55 – 61 % of the interviewed people reported various manifestations of mild psychiatric disorders (from the anxiety-depressive spectrum). This data shows that the youngsters are in aware of their mental problems, and 48 % of them require psychosocial support to achieve their goals, but only 19 % of the respondens turns to psichologysts or psychiatrists.

48% of both male and female respondents would require psychological and psychosocial help, so there was no gender difference in this matter.

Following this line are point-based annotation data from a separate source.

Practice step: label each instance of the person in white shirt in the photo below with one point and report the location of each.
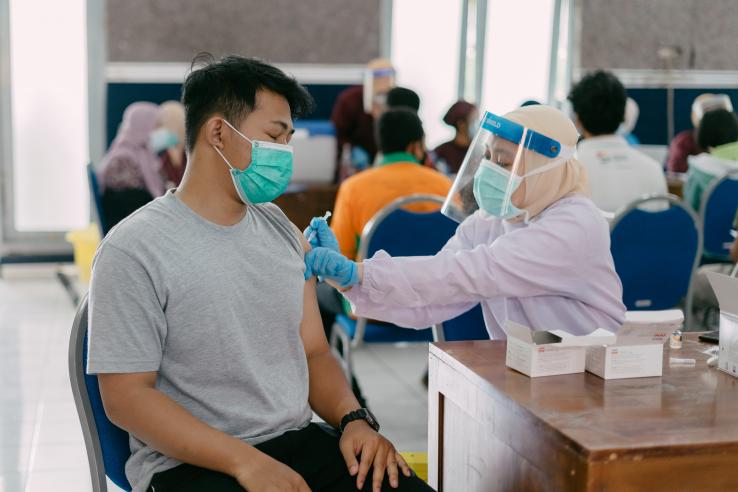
(618, 173)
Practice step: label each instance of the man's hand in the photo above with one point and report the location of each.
(359, 438)
(269, 475)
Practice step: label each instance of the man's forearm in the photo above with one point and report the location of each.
(164, 425)
(330, 394)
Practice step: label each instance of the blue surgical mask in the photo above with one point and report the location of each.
(162, 139)
(269, 173)
(491, 183)
(490, 187)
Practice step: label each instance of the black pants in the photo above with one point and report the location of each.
(312, 452)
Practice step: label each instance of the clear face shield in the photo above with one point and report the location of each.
(493, 168)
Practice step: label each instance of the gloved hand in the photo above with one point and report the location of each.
(320, 235)
(331, 265)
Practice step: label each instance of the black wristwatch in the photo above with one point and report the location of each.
(360, 414)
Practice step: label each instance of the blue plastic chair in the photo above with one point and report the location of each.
(96, 199)
(400, 233)
(467, 326)
(107, 445)
(656, 253)
(717, 212)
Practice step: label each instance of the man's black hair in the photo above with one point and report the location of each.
(717, 127)
(229, 85)
(402, 96)
(397, 128)
(599, 102)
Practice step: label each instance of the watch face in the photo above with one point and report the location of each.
(369, 417)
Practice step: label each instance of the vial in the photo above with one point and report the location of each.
(675, 341)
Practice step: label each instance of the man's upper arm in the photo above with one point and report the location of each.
(127, 326)
(342, 223)
(311, 328)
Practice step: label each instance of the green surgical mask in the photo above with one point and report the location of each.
(269, 173)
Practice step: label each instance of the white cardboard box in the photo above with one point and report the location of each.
(638, 350)
(544, 353)
(726, 290)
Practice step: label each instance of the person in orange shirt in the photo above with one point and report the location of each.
(400, 137)
(401, 141)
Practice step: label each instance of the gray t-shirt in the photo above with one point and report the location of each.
(215, 310)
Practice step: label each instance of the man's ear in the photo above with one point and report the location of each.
(213, 131)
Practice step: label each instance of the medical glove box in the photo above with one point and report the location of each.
(548, 353)
(638, 350)
(726, 290)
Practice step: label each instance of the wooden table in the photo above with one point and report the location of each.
(491, 428)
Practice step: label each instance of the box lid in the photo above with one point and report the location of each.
(643, 334)
(670, 317)
(726, 290)
(555, 337)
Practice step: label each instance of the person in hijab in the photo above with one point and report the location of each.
(684, 143)
(173, 157)
(129, 176)
(546, 264)
(718, 134)
(462, 116)
(358, 107)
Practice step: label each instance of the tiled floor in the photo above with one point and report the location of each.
(41, 446)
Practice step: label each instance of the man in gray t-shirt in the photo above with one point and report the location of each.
(205, 337)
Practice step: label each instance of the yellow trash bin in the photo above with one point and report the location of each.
(419, 463)
(85, 242)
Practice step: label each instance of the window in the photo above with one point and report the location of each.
(425, 52)
(48, 115)
(517, 53)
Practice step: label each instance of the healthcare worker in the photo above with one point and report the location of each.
(537, 251)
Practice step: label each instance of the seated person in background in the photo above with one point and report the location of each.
(358, 107)
(400, 136)
(130, 173)
(718, 133)
(630, 119)
(402, 97)
(205, 337)
(618, 174)
(463, 117)
(685, 142)
(173, 157)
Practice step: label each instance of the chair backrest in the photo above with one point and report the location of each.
(656, 253)
(467, 326)
(96, 199)
(717, 212)
(403, 233)
(107, 445)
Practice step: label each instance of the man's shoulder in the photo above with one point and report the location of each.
(141, 226)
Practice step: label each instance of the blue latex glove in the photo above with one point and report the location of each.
(332, 265)
(320, 235)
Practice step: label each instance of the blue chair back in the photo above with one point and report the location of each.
(107, 445)
(403, 233)
(656, 253)
(717, 212)
(96, 199)
(467, 326)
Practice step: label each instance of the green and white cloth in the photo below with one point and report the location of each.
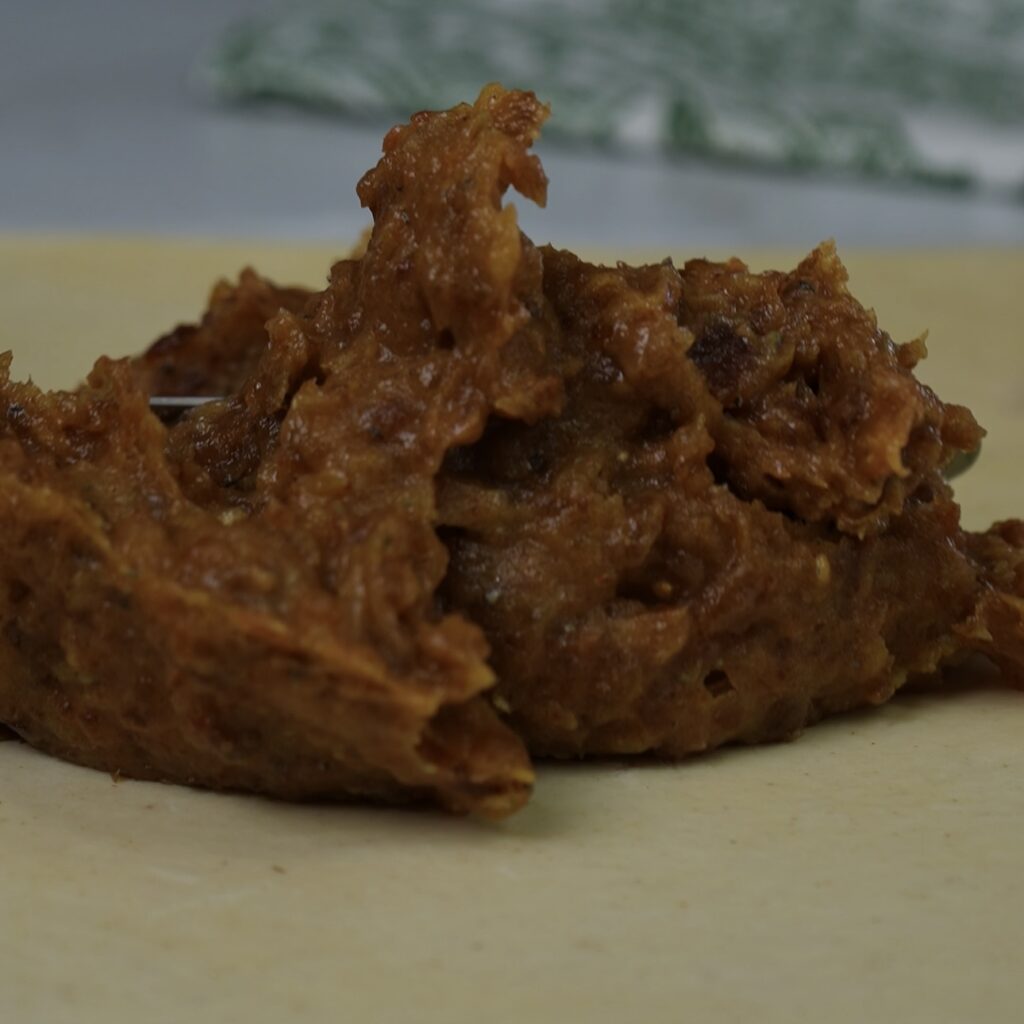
(924, 89)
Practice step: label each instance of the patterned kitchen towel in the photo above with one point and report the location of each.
(925, 89)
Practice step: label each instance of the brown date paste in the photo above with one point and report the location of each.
(478, 500)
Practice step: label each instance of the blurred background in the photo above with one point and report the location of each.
(695, 123)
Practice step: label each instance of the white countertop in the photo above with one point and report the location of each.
(103, 129)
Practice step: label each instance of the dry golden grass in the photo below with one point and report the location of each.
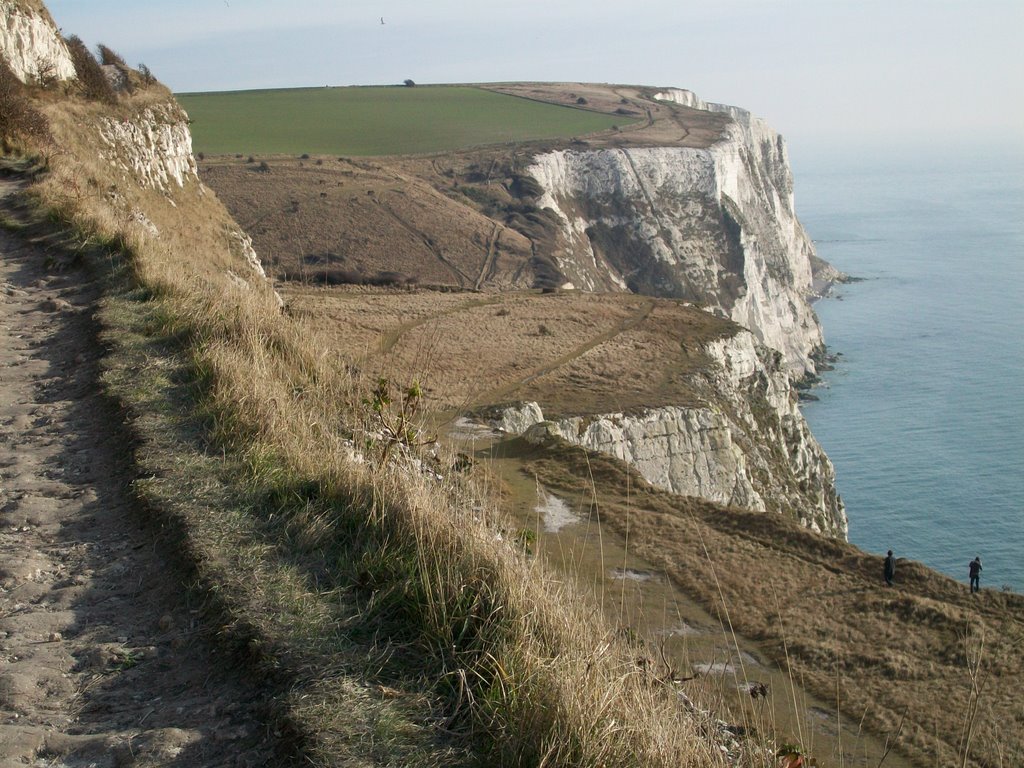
(574, 352)
(529, 673)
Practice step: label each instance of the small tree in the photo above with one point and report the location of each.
(90, 75)
(109, 57)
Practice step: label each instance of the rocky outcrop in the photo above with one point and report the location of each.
(714, 225)
(154, 147)
(32, 46)
(749, 445)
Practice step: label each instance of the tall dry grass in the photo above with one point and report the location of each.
(529, 672)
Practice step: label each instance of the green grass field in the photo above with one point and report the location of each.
(366, 121)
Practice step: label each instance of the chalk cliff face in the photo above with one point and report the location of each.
(155, 147)
(714, 225)
(748, 446)
(32, 46)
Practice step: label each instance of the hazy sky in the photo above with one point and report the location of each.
(832, 76)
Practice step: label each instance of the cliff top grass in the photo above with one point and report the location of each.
(360, 121)
(398, 625)
(365, 121)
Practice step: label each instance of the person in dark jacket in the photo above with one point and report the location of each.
(890, 568)
(975, 570)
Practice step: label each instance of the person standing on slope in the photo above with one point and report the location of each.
(975, 569)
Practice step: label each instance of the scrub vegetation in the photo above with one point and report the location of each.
(363, 121)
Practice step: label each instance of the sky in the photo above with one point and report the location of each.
(838, 78)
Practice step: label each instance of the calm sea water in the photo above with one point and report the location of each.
(924, 416)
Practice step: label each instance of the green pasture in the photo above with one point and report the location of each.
(368, 121)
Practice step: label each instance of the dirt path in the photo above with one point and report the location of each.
(102, 663)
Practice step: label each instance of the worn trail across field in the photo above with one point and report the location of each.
(102, 662)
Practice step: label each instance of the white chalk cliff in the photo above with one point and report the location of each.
(32, 46)
(748, 446)
(714, 225)
(155, 148)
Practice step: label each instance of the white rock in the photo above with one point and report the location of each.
(749, 446)
(155, 148)
(33, 46)
(669, 203)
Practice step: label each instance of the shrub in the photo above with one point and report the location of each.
(18, 119)
(109, 57)
(147, 77)
(91, 79)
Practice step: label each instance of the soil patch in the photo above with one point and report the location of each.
(103, 660)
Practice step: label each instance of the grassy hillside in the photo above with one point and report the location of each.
(375, 121)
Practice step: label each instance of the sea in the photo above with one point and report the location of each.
(924, 413)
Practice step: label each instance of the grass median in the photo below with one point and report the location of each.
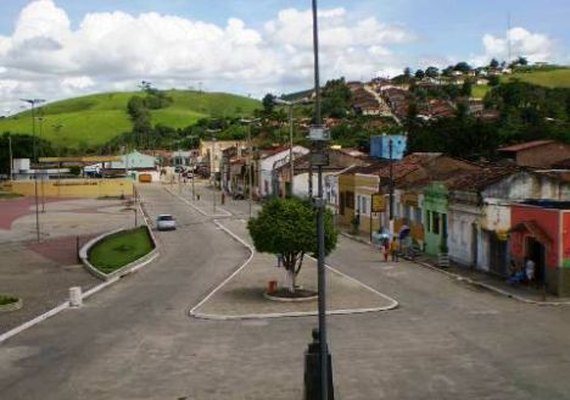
(120, 249)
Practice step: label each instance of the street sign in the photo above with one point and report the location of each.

High percentage of respondens (55%) live with their parents/family members. The reason behind this could be not sufficient finance background. The goal for more than 84 % of the respondents is to get a job and realize better financial conditions. However, pursuit of financial independency does not mean efforts for independent living in all cases, due to cultural reasons. It is also highlighted in the survey that family means not only financial but emotional security for these youngsters at age group 15-29. According to the results, youngsters are highly interested in their family members (87 %) and prefer turning to them with problems (72 %).

Interests, sources of information, social contacts, trust

The highest proportion of respondents confirm that they focuse on their family members and relatives, as mentioned above. Work is the second in the rank (83 %), followed by friends (76 %)

The main source of information for this generation is social media (85%) where young people get and share information. This is a world without barriers and a possibility for people to form an image about themselves, which can be far and different from their reality. On the second place (77 %) there are friends and aquintances – probably from the same age group – whose opinion is decisive followed by family members and close relatives (74 %). While family is on the third place as source of information, young people trust their family members (77%) and friends (59%) much more than internet forums (23,5 %).

Future vision, expectations and values

Almost 60 % of the respondents imagine life after 5 years as work-based and 33 % associate it with learning. Only 3 % think that they will study in 5 years. The high perception of work commitment indicates social problems however, deficiencies of the education system together with failures in the past may be behind refusal to continue education.

Most of the youngsters accept the evaluation by others (72 %) and, even more – 82 % of the respondents are aware of the importance of getting rid of bad influence by other people.

Youngsters are committed to working and achieving financial sustainability (83 %) and these are the first in the ranking of the values. Family and human relations are also important values for the respondents and, 57 % would like to expand their human relations.

Life satisfaction

The quarter of the respondents are satisfied with their health status, and almost the half of them – 49 % were somewhat satisfied.

In terms of life satisfaction in the last month, the respondents most often – 49% choose the answer “somewhat satisfied” followed by the “I am not satistied” – 38 % and only 13 % is satisfied with it. It highly corresponds to the previously given answer that 8 % of the youngsters do not need any personal change and 7 % would not change their lives at all.


The majpority of the group consists of female respondents, mainly of Hungarian ethnicity with working expoerience 1-5 years where more than half of itr lives with their family.

They are uncertain, insecure, having mental problems and almost 50 % of them are aware of it. They expect support mainly from outside, but are also motivated to change their lives and improve their skills. Their main goal is to get a job, but 1/3 of the reaspondents is ready to study at the same time.